At the Louvre, the illustrious Venus de Milo stands in a prime area of the gallery. She overlooks visitors at 6 foot 8 inches of Parian marble. First discovered on the Greek island Milos in 1820, the sculpture depicts the goddess Venus with a bare torso and flowy drapery along her bottom half. Though the sculpture has significant damage, including missing arms and its original plinth, it has been heralded as the timeless epitome of feminine beauty. Today, the Venus de Milo is one of the most recognizable Hellenistic sculptures. She has been the inspiration for numerous artists and their work, including Salvador Dalí’s Venus de Milo with Drawers and The Hallucinogenic Toreador, as well as Paul Cézanne’s Study of “Venus de Milo” sketch.
The sculpture also lives on in the intersection of art and politics. Upon its discovery, the sculpture was utilized as a propaganda tool for the French nation to reclaim its prominence in the art world. After Napoleon Bonaparte’s collection of looted art was returned to their respective countries of origin in the nineteenth century, the Louvre had lost many iconic Hellenistic and classical sculptures. After the discovery of the Venus de Milo, French authorities and the Louvre rocketed the statue into fame with nationalistic propaganda, with the hope that the statue being presented in France would restore French national pride.

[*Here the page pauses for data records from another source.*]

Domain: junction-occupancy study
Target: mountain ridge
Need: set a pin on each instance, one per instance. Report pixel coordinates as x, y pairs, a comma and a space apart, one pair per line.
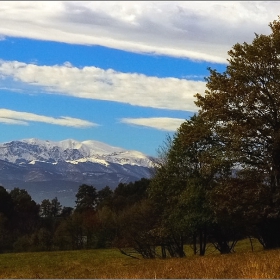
61, 166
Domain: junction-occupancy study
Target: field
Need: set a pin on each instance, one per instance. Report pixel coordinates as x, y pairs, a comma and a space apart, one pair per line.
110, 263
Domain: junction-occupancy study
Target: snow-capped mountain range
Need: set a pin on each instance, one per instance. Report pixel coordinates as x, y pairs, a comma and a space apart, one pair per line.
48, 169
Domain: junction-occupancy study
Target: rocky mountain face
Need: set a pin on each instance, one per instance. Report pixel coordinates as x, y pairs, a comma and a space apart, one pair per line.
49, 169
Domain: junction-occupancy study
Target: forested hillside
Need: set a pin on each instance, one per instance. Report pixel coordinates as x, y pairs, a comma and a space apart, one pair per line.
217, 179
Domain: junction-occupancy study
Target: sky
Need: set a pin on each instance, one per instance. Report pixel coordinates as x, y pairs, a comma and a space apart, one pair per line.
121, 72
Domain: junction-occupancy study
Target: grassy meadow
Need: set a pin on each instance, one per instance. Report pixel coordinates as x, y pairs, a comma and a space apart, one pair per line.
110, 263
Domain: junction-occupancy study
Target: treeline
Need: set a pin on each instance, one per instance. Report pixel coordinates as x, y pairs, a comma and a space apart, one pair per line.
92, 223
217, 179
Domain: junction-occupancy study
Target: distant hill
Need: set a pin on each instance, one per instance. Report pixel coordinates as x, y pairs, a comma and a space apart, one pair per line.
48, 169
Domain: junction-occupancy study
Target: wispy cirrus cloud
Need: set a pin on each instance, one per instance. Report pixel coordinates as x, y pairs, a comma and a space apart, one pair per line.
110, 85
168, 124
23, 118
190, 29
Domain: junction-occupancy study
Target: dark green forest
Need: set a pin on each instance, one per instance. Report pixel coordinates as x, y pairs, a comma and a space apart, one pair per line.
217, 179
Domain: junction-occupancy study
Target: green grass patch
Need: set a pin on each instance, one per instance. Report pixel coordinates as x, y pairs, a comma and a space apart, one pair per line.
110, 263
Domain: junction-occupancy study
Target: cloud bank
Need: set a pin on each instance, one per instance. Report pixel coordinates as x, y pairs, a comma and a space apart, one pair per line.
200, 30
169, 124
23, 118
96, 83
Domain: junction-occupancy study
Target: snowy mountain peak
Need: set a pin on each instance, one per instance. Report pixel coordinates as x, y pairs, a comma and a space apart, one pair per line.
69, 150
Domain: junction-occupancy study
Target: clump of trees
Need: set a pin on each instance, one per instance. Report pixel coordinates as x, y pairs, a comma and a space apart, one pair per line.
217, 179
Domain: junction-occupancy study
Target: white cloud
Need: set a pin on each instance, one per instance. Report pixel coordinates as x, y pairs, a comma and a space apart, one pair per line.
96, 83
169, 124
23, 118
203, 30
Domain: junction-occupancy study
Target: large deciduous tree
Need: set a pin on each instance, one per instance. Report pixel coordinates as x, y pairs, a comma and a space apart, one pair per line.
243, 105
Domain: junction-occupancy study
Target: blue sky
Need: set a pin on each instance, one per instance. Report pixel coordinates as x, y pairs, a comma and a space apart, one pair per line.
123, 73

It is easy to see why the Venus de Milo is such a popular artwork. The statue is a magnificent display of feminine beauty and human skill. It also invokes mystery and conspiracy with its multiple tales of discovery, speculations of its original appearance, and the grand advertising scheme that led to its proliferation as a cultural icon. To look at her is to gaze upon idyllic beauty and aesthetic charm.
In our own society, beauty holds us equally accountable and fascinated. We are often victims of standards of beauty that seem to determine our worth. We gaze at archetypes of beauty with enchantment. For many, beauty is a source of power that is endlessly reinvented and reassigned.
In art, we seek the idyllic and the understandable. Often, the understandable aspects of art are tragic and painful, while the idyllic is unattainable. In his own reimagination of Venus de Milo, French entrepreneur and artist Greg Lansky reconstructed Venus as a woman in 2023. Lansky’s Venus, titled Algorithmic Beauty, proudly displays plastic surgery scars while extending an arm with an iPhone in a clutch. The statue stands at the same height as its antecedent and is sculpted from marble.
According to an Instagram post sharing the sculpture, the piece’s title is derived from Lanksy’s belief that AI algorithms have a divine power over human existence. These algorithms, Lanksy claims, invent and influence modern beauty standards in a damaging cycle that promises that followers of such standards will be rewarded with digital engagement and love. Lansky also writes that he drew inspiration from the Venus de Milo because he sought to portray a subject that is “beyond the reach of humans”. Lansky adds,
“I also chose the Venus de Milo because it is the personification of our “Fake it till you make it era”. When it was discovered in 1820, the Louvre museum actually broke a piece off the sculpture to pretend it was made by a more prestigious artist and time period. By the time people found out it was already the most famous sculpture in the world and no one cared. Maybe the Venus de Milo is the best metaphor for our social media era; A fictional Goddess hyped with marketing and lies but that we all want to take a picture with.”
Lansky’s recent creation is another case that illustrates the interaction between ancient and contemporary art. Centuries later, artists are still fascinated with ancient statuary, exemplifying the art form’s timeless relevance to the experience of being human.